Why do they say that it is the right direction? Because it is enforceable. It is one thing to get from the banks an agreement that they will provide these low cost services. It is one thing to get from the banks an agreement that they will be more sensitive when they are shutting down services. But it is another thing altogether to make absolutely certain that this happens. The essential features of the policies that we announced yesterday are that the banks will carry out the propositions that they have already effectively signed up to, and a few others as well, and that they will have them in a social charter legally enforceable by ASIC. It will be monitored by the ACCC; it will be monitored by a much more simplified operation as far as reporting and complaints are concerned in the financial sector, with a single financial services board and an ombudsman capable of looking at the totality of these things. It will not simply be an archive. This is enforceable policy. This guarantees to the Australian community that they will receive the services that the banks have said that they are prepared to provide but which we know that, unless they are obligated and those services are effectively documented and enforced, the banks will be slip sliding around at the margins the moment the opportunity arises and public scrutiny goes off them. That is why the ACA believes that the propositions that we have put forward—well thought out, well documented and well researched—are preferable to the course of action that the government are prepared to be dragged up to, the point at which they are prepared to reach but to go no further.

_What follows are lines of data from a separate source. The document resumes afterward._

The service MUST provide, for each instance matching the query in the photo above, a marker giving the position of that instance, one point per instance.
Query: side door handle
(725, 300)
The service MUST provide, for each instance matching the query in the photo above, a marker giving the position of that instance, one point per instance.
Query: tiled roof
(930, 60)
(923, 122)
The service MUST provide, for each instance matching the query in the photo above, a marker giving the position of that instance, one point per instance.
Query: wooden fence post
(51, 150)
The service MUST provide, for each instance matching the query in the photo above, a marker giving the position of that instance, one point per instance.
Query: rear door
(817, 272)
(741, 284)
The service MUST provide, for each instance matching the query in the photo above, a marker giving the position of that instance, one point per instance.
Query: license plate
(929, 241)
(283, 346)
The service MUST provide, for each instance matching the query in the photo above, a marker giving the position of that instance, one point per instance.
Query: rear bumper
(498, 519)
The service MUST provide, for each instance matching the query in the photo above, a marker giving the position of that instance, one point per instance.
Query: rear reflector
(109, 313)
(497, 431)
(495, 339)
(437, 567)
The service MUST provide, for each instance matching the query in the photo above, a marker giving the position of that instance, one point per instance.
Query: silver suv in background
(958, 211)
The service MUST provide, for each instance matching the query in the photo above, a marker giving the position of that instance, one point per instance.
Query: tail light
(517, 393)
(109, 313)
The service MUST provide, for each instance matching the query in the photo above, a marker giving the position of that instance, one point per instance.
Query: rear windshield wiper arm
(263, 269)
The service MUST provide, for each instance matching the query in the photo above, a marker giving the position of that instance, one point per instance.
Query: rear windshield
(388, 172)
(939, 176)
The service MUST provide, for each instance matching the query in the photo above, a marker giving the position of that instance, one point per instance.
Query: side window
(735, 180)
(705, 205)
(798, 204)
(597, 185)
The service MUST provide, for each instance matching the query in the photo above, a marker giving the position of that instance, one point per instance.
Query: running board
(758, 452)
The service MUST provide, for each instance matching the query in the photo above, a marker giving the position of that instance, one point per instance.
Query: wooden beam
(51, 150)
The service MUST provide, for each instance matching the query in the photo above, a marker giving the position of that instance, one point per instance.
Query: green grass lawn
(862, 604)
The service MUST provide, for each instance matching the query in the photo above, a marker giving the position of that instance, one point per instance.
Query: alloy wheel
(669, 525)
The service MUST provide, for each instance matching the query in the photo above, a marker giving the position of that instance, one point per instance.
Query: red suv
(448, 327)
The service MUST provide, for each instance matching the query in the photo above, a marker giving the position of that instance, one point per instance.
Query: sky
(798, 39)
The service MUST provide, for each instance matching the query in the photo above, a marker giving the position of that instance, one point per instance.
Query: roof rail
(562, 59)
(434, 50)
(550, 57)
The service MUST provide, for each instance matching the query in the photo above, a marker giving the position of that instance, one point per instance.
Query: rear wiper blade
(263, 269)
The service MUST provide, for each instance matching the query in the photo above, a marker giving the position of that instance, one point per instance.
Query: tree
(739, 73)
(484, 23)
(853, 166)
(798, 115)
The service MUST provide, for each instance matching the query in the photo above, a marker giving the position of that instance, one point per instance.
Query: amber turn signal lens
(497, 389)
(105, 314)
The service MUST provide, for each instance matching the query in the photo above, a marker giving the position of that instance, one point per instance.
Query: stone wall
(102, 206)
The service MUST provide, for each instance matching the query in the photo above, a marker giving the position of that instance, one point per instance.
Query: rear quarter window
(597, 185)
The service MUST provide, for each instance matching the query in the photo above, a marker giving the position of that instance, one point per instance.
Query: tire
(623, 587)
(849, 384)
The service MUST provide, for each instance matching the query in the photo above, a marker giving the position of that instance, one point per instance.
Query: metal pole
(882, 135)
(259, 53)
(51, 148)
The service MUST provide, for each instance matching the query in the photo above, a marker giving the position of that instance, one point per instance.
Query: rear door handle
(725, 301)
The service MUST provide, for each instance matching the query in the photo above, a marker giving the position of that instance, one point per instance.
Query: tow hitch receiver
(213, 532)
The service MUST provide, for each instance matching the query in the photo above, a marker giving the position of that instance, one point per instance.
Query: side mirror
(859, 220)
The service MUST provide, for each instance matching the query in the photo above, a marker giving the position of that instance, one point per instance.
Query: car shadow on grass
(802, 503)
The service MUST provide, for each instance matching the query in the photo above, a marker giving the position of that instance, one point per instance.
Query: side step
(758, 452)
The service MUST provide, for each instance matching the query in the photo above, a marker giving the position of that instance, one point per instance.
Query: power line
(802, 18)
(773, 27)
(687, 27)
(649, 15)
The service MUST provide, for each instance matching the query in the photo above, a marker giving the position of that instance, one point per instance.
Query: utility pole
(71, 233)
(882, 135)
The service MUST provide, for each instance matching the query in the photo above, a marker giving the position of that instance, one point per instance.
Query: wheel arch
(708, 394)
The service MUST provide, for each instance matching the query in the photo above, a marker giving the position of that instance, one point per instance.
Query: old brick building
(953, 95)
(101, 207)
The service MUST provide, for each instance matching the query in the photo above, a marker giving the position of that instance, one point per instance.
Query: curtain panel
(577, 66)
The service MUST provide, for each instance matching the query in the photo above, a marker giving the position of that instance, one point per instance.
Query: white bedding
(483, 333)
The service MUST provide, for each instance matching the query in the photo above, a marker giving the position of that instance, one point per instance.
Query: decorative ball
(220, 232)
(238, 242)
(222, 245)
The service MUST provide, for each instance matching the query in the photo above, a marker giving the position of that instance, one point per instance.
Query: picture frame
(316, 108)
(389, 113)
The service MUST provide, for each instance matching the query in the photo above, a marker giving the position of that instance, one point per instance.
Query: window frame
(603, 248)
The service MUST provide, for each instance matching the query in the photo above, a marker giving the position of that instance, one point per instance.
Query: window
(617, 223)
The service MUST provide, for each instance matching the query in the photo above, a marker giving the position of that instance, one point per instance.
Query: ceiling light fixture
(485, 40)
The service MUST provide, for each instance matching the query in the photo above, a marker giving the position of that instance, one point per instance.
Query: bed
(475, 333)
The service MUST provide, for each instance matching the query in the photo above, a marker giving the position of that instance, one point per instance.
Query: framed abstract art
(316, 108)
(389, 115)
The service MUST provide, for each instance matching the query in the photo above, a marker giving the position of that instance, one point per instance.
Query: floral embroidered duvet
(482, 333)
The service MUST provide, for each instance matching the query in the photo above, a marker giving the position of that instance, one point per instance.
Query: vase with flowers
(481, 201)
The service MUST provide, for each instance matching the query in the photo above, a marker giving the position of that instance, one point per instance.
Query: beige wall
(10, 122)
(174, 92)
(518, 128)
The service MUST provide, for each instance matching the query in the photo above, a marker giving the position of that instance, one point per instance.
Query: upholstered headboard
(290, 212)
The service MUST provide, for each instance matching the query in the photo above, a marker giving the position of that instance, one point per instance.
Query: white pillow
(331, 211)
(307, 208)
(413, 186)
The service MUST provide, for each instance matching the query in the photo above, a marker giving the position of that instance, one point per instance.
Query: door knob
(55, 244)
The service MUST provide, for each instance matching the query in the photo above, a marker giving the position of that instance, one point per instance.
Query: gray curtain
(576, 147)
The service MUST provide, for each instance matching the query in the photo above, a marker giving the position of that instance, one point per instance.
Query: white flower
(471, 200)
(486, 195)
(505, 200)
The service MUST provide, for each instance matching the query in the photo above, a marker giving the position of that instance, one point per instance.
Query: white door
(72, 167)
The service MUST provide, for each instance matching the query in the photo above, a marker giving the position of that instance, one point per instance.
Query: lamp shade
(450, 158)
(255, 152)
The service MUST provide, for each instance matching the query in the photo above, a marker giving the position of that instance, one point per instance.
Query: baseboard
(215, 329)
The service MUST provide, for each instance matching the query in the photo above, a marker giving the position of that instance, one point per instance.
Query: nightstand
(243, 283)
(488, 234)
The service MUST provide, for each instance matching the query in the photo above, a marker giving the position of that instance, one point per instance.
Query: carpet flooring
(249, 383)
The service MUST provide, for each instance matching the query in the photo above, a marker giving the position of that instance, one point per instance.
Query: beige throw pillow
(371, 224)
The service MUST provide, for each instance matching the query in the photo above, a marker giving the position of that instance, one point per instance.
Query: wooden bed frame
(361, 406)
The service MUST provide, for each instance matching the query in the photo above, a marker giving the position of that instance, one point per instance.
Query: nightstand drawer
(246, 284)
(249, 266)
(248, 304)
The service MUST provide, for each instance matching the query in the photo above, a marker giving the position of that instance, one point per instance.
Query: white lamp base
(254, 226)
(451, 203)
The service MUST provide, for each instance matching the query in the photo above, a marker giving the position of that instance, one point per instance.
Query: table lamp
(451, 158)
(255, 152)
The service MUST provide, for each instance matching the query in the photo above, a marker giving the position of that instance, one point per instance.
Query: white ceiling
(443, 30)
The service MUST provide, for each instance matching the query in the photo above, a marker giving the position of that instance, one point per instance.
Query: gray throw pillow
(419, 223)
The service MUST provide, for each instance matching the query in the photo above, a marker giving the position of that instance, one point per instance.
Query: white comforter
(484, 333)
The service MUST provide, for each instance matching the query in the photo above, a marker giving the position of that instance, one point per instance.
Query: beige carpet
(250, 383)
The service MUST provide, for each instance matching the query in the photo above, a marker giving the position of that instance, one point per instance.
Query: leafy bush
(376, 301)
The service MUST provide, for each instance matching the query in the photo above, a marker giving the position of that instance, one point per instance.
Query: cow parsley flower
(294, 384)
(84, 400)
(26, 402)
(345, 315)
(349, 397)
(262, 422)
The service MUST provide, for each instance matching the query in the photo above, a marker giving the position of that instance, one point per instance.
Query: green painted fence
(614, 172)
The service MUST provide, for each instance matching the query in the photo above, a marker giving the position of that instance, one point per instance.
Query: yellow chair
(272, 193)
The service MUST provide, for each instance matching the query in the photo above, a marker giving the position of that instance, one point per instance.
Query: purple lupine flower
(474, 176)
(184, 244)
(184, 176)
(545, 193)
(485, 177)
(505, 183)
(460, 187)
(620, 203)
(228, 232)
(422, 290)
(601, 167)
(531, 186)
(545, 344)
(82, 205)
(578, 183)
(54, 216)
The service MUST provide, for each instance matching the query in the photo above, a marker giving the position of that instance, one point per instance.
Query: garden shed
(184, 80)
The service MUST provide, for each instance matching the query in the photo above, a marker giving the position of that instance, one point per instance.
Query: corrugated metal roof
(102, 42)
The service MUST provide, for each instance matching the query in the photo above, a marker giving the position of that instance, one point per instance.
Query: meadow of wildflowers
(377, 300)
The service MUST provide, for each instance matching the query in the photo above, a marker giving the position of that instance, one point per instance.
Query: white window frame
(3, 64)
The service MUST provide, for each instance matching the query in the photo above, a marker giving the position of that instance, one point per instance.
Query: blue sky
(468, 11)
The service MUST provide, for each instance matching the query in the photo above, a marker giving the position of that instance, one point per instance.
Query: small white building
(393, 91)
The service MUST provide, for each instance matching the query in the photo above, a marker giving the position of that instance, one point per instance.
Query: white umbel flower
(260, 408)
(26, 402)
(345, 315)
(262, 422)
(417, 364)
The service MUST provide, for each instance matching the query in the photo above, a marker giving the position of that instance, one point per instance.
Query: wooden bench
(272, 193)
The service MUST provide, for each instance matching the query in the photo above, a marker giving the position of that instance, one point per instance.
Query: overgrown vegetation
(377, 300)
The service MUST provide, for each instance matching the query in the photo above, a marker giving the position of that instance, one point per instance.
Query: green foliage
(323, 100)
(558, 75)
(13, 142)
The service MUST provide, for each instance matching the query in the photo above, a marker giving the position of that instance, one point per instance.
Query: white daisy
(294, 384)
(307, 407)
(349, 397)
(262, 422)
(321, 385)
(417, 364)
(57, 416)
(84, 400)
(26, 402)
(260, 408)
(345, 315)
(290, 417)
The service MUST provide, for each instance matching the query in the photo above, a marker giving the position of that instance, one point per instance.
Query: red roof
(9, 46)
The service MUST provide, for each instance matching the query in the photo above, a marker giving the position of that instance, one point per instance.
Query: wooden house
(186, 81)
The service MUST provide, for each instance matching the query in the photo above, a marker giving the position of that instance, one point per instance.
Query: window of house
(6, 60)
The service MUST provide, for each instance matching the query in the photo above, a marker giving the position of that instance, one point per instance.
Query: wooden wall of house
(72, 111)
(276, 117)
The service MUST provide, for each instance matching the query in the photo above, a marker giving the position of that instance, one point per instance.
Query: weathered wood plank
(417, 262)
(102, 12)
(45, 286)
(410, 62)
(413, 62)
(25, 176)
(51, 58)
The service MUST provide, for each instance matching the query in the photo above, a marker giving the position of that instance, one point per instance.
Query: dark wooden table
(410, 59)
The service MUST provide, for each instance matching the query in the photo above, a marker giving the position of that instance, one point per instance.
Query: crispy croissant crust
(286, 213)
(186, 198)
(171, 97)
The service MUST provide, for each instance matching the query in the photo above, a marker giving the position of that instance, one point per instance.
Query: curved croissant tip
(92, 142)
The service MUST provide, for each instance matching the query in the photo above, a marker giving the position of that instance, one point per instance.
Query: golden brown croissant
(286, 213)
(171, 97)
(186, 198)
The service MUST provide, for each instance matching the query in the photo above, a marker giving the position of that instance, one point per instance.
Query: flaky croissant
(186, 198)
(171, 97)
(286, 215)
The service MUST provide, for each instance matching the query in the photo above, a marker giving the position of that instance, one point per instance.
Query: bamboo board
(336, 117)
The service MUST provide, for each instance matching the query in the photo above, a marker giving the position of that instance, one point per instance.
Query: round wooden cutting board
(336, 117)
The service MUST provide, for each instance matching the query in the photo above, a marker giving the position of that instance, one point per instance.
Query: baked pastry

Why do these things have urgency now? Why is it more important now that the ACCC look at these matters than it was perhaps four or five years ago?
Mr Hockey —It is a good question.
Mr BEAZLEY —It is a good question, he says. That is because the income earned by the banks from these particular fees and charges have gone up, depending on where you care to name it and how you care to calculate it, by as much as 160 per cent since 1997. Some of these fees have gone up, since this government have been in office, by as much as 400 per cent! The fees were coming to the attention of the Australian public by the mid-nineties—not earlier than that. That was why we negotiated with the banks in 1995 a monitoring role and a reporting role for the ACCC. The banks agreed but then nothing happened. Why did nothing happen? Because in 1996 you were elected and the pressure instantly went off the banks. That is why the ACA, that is why Australian consumers, that is why Australian pensioners, want and have called for the sorts of enforceability for this social charter and have insisted that there is a social charter. That is why they have asked for these things. That is what we will deliver; that is what this government are running away from at a thousand miles an hour.